Mott’s story shares some commonality with the path taken by Ash Barty, who stepped away from the sport for a similar length of time. Both born in April 1996, Mott and Barty came through the developmental pathway together and were frequently a part of the same international junior tours, forging a friendship along the way.

“I remember having a coffee with her when we were about 18, similar age when she stepped away and we were sort of relating to some of the difficulties (of life on tour),” Mott said.

“Obviously she was on a very big scale, playing Aussie Open at such an early age and having that exposure as the ‘next best thing’.

“To see her take that time away, even try another sport, it’s inspiring. Definitely had a lot of familiarities (relating her journey to what I was experiencing).”

NEWS: Barty to play Brisbane International in 2020

While Mott did not attain the same heights as Barty in their respective ‘first’ tennis careers, he was nevertheless a solid touring pro who peaked at world No.220 in June 2017, having earlier that year qualified for the Australian Open to make his Grand Slam main-draw debut.

In 2016 he won his first and only title at the ATP Challenger tournament in Launceston – beating Stefanos Tsitsipas along the way – and he was a finalist six times on the ITF Futures circuit from 2014 to 2017, as well as at the Burnie Challenger in 2017.

Yet the constant grind of travelling on tour began to wear him down.

At a Challenger tournament in 2017 in Italy – where he went on to reach the semifinals – while Roland Garros was capturing the interest of the tennis world, Mott began to experience feelings of loneliness and isolation. He admitted that, by that stage, the feelings he experienced after winning matches were not all that different to what he felt after losing.

A few months later, en route to Melbourne Airport ahead of the US Open, he experienced a gut feeling telling him not to board the flight.

“Reflecting on that, it was a moment where my instincts were saying ‘mate, we need to sort some of this stuff out, we need to get to a place where you’re enjoying your tennis,’” he told The First Serve.

He did board the flight, and ultimately lost in the first round of US Open qualifying in straight sets to Marco Chiudinelli.

Exactly like Barty three years earlier, the US Open would mark his last professional outing before putting down his racquets.
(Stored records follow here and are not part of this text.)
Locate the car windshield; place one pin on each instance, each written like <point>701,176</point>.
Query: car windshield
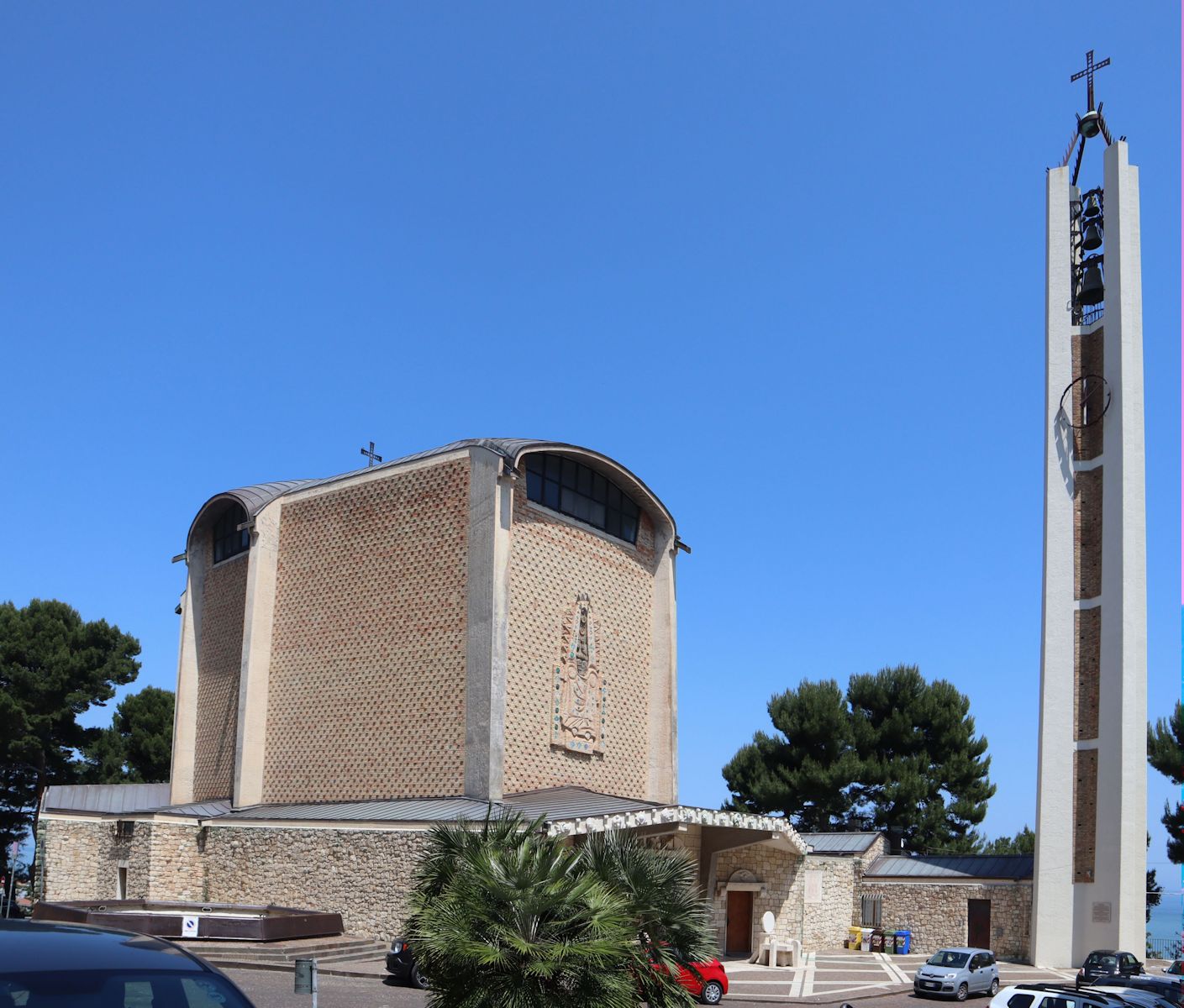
<point>103,990</point>
<point>953,959</point>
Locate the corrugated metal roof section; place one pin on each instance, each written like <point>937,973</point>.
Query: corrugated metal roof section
<point>397,811</point>
<point>112,799</point>
<point>198,810</point>
<point>257,497</point>
<point>507,448</point>
<point>839,843</point>
<point>571,802</point>
<point>973,866</point>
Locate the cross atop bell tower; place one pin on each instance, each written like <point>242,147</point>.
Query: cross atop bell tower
<point>1088,74</point>
<point>1088,880</point>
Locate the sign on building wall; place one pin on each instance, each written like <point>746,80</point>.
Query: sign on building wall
<point>813,885</point>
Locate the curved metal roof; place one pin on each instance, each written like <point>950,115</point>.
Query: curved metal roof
<point>258,496</point>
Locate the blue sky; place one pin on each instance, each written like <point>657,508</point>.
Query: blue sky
<point>785,261</point>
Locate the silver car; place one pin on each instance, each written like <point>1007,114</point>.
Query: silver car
<point>958,973</point>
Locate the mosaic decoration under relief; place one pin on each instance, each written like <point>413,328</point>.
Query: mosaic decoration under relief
<point>579,692</point>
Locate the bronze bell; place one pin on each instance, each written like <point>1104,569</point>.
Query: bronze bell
<point>1093,290</point>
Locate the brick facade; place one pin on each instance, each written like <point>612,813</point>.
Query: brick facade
<point>552,561</point>
<point>220,662</point>
<point>366,686</point>
<point>1087,533</point>
<point>1085,814</point>
<point>1087,626</point>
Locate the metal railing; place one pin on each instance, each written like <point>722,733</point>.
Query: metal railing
<point>1164,949</point>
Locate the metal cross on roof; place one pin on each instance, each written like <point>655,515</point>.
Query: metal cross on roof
<point>1088,74</point>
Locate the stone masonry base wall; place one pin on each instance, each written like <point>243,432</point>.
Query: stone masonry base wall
<point>365,875</point>
<point>362,874</point>
<point>935,914</point>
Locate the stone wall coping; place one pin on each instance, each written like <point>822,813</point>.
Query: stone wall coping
<point>674,814</point>
<point>871,883</point>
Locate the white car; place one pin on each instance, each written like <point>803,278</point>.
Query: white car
<point>957,973</point>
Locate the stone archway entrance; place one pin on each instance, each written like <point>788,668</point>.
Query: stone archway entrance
<point>738,937</point>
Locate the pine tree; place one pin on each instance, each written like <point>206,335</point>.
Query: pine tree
<point>1166,753</point>
<point>895,753</point>
<point>1024,843</point>
<point>138,747</point>
<point>807,770</point>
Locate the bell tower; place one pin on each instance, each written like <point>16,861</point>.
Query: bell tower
<point>1089,879</point>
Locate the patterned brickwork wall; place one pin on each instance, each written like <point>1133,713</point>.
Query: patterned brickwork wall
<point>1087,625</point>
<point>1087,360</point>
<point>219,665</point>
<point>552,562</point>
<point>937,914</point>
<point>366,690</point>
<point>1087,533</point>
<point>365,875</point>
<point>1085,813</point>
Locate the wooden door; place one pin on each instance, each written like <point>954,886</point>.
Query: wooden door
<point>739,930</point>
<point>978,923</point>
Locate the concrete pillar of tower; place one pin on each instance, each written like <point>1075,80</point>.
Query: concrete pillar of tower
<point>1091,852</point>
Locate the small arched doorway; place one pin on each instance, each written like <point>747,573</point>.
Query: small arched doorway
<point>740,890</point>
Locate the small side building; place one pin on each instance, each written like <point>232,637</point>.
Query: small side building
<point>978,900</point>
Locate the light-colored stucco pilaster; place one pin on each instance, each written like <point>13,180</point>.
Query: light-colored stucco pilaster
<point>1123,732</point>
<point>1053,906</point>
<point>491,496</point>
<point>250,744</point>
<point>185,711</point>
<point>663,742</point>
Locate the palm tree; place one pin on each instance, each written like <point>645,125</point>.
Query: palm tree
<point>504,916</point>
<point>666,910</point>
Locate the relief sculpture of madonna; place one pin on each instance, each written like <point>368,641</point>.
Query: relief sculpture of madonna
<point>578,715</point>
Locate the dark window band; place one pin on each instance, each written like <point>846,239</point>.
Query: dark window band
<point>570,487</point>
<point>229,541</point>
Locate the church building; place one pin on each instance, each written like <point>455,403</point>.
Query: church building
<point>484,626</point>
<point>487,623</point>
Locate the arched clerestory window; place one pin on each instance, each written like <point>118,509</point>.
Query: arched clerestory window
<point>229,538</point>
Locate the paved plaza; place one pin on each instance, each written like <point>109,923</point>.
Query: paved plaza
<point>827,978</point>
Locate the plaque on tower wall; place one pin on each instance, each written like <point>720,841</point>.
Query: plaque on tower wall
<point>578,689</point>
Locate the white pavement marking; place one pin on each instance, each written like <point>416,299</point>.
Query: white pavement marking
<point>894,972</point>
<point>808,976</point>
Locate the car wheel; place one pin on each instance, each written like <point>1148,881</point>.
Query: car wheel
<point>712,993</point>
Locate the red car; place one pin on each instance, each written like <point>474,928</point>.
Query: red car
<point>711,988</point>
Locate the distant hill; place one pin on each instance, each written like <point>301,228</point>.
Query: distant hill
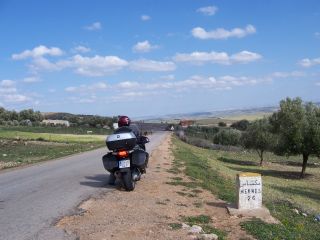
<point>229,113</point>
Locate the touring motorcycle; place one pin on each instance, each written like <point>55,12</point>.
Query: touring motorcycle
<point>127,159</point>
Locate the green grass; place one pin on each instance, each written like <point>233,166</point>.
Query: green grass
<point>57,129</point>
<point>196,220</point>
<point>282,188</point>
<point>292,227</point>
<point>204,222</point>
<point>51,137</point>
<point>21,148</point>
<point>198,167</point>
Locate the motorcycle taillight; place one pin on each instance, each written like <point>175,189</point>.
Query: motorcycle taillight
<point>123,154</point>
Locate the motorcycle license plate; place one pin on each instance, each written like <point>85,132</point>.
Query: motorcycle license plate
<point>124,163</point>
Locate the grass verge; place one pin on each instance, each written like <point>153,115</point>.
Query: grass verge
<point>283,191</point>
<point>21,148</point>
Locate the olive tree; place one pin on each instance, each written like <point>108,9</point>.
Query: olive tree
<point>298,128</point>
<point>228,137</point>
<point>258,137</point>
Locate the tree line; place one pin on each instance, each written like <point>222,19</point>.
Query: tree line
<point>292,130</point>
<point>30,117</point>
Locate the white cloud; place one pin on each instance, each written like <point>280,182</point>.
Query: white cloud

“Tennis players, we’re always looking at what’s next. What’s our next ranking goal?” he explained. “When you’re 1000, you want to get to 700. When you’re 700, you want to get to 400. And it doesn’t really stop.

“Sometimes you don’t actually stop and appreciate the moment that you’re in. You just keep applying pressure to yourself to keep continuously growing, rather than more focusing on the competitive moment.”

With his passion renewed and his focus shifted, Mott has been training at Melbourne’s National Tennis Centre since April.

Re-introducing his body to the vigorous demands of elite-level tennis, he got his first taste of competition at recent Australian Money Tournaments in Doveton and Mornington.

His plan is to be ready to go for his first professional tournament in Cairns eight weeks from now, when the Australian Pro Tour resumes.

His approach? To “stop and smell the roses”.

“I’m not really focused, especially in the near future, on anything to do with rankings. I’m really just focused on enjoying moments,” he said.

“I needed to get to a place where I really wanted to play. To keep it simple. To really want to go out there and compete. I didn’t really put a time-frame on it to come back. I just said: well, if it comes it comes, if it doesn’t it doesn’t. I’m happy to find what else is next for me.

“The low (points) I look at a lot differently now, in the sense that I feel like they are actually what make the highs so great. When you persevere through those tough times in tough places or tough environments and then you get to the moments where you do break through and have those special moments, that’s the big thing I’m chasing.”